Construction falling short on energy efficiency

The construction industry is not on track to meet its commitment to improve the energy efficiency of the UK’s existing housing stock, according to the latest report, by the Construction Leadership Council (CLC), on the sector’s response to the net zero challenge. Launched during Construction Week last month, the CLC’s quarterly Construct Zero Performance Framework […]

The construction industry is not on track to meet its commitment to improve the energy efficiency of the UK’s existing housing stock, according to the latest report, by the Construction Leadership Council (CLC), on the sector’s response to the net zero challenge.

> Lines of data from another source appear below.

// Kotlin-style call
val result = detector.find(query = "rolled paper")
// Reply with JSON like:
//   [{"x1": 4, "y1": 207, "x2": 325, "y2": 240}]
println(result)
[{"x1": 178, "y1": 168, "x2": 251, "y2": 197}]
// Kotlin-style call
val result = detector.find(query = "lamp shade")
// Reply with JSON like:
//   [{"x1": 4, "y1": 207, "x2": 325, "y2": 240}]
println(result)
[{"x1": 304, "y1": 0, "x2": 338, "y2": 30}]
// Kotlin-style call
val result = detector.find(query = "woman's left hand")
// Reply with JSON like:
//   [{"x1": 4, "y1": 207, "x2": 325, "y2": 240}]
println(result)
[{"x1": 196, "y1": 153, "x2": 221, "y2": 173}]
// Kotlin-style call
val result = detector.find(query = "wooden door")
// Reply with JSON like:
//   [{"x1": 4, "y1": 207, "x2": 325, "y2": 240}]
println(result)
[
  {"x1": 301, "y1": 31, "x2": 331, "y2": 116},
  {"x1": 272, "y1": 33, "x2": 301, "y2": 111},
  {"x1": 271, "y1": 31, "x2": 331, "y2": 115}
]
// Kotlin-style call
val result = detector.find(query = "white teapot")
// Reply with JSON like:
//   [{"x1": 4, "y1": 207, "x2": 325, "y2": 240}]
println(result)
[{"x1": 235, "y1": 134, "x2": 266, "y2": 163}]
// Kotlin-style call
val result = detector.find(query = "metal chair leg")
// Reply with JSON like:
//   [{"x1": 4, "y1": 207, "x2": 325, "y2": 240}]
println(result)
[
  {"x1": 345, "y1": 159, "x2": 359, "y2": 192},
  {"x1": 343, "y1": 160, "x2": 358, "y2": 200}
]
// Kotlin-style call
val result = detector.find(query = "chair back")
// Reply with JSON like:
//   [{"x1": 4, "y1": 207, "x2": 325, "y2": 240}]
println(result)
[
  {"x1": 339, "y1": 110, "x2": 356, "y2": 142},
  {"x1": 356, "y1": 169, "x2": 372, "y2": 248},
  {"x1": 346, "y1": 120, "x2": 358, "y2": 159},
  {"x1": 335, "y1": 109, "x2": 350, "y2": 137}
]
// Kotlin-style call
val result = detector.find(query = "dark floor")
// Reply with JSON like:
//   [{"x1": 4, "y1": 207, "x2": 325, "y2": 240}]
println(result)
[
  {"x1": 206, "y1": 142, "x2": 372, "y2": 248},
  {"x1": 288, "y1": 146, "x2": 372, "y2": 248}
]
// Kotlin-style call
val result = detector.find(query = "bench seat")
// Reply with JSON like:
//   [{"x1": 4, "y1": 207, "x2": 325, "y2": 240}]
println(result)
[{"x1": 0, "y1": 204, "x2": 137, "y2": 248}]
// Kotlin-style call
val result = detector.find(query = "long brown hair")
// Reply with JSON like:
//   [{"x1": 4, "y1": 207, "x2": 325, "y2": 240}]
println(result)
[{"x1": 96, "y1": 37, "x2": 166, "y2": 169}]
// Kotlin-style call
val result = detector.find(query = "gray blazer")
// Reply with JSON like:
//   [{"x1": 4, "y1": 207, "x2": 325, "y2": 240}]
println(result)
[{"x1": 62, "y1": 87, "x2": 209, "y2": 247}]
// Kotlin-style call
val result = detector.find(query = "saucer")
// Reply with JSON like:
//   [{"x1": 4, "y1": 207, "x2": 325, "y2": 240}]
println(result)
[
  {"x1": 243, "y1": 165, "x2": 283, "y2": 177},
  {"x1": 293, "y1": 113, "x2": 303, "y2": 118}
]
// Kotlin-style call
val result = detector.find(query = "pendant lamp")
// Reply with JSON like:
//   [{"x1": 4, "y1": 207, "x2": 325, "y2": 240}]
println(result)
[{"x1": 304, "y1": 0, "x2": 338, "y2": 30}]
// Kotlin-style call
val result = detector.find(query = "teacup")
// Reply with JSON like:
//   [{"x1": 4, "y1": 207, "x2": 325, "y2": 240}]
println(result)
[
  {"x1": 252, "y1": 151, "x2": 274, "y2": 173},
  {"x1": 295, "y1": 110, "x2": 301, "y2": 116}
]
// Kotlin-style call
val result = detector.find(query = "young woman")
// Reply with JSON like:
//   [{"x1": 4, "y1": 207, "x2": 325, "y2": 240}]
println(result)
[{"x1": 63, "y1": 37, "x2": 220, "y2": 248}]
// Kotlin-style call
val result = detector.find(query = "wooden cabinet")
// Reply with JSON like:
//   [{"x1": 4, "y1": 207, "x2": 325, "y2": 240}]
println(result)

Launched during Construction Week last month, the CLC’s quarterly Construct Zero Performance Framework provides a sector-level dashboard on progress around nine identified net zero priorities. It says the sector is not on track to deliver the framework’s target for 11.13 million homes to reach an Energy Performance Certificate C rating by 2035.

The report states that ‘more work is needed’ to meet targets that all new buildings will be designed with a low carbon heating solution from 2025, and that half of all housing stock will be connected to such heat sources by 2035.

It also gives a mixed verdict on the industry’s performance on shifting the construction workforce to use zero-emission vehicles and onsite plant. The sector is not on track to deliver the target of 70% of new vans being electric vehicles by 2030.